Hand Tools Archive

Subject:
interesting turn

David Weaver
as this test starts to run out, I figured I'd increase the angle to 32 (i have a stop set at 32 from years ago, an angle type, not distance, so it's true 32).

The sorby chisel held up better in apple and did better. I haven't had great experience in soft woods at 32 degrees, but this isn't soft woods.

It took fewer strikes than the damaged 28 edge. But there was an annoying tendency for the edge to sever the chips off of the test piece and shoot them into me, bouncing them off of my stomach, chest and face (this is at 32). The first step toward any of this years ago, chiseling cocobolo for planes and steepening a stanley saw the same thing, except i'm standing perpendicular to the direction of shaving travel and those shavings just shot across the shop. There's some magic point where wood doesn't lay over as a leaf but rather shoots off of the work piece.

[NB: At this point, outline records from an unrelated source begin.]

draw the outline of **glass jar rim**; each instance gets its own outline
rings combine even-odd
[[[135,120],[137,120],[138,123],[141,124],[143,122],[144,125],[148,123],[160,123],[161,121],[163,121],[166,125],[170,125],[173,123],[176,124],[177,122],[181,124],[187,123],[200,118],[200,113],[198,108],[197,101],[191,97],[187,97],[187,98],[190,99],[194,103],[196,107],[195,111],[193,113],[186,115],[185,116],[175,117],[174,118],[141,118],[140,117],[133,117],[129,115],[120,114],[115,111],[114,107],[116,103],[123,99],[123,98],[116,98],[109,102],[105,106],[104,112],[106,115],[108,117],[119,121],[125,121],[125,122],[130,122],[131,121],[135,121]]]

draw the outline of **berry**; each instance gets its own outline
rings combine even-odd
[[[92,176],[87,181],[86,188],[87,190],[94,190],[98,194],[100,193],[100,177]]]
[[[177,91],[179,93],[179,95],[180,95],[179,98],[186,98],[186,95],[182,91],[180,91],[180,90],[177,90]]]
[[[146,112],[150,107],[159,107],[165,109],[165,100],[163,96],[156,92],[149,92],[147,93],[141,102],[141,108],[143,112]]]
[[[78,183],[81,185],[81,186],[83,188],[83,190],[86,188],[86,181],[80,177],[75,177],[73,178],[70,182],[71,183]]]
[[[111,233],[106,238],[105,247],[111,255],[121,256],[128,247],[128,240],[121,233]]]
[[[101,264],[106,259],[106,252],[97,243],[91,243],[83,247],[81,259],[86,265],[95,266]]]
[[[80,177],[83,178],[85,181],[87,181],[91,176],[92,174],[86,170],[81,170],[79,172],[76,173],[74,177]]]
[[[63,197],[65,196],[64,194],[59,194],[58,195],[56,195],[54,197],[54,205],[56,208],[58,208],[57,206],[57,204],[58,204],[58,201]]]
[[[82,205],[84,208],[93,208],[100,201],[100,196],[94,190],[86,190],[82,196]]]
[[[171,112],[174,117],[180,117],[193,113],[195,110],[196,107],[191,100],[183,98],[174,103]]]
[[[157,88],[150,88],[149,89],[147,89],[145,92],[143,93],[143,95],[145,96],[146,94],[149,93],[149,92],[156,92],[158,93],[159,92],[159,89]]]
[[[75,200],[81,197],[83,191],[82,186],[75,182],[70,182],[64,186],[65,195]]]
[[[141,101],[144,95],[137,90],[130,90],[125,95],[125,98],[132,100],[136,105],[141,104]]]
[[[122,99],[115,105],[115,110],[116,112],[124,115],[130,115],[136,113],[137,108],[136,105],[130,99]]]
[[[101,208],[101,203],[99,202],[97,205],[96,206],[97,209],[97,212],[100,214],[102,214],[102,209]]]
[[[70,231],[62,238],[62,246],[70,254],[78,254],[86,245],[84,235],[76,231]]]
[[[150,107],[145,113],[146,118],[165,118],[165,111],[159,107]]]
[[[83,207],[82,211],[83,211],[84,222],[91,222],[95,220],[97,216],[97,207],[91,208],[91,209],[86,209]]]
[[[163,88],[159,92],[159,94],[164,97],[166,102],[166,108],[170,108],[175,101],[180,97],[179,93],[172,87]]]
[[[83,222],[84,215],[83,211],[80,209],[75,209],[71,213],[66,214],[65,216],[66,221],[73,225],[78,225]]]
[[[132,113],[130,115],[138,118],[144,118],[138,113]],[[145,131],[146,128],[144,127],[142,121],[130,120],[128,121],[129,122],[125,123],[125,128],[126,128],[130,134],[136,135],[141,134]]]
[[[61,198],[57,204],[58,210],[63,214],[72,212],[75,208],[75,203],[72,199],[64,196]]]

The next experiment was to apply the 32 to a much better chisel - ashley iles mk2. These are my favorite modern chisel. they have proportions like an older chisel and the steel is in the sweet spot (60-62).

How about that - no damage with a 32 degree microbevel in the same test.

about 70 strikes for the sorby and 65 for the iles. This iles chisel did nearly as well as the unicorn for effort. Sharpening is a bit more tedious, and the stinging face from chips remains.

long dried apple will do that, but I doubt cherry chips would fly off like that.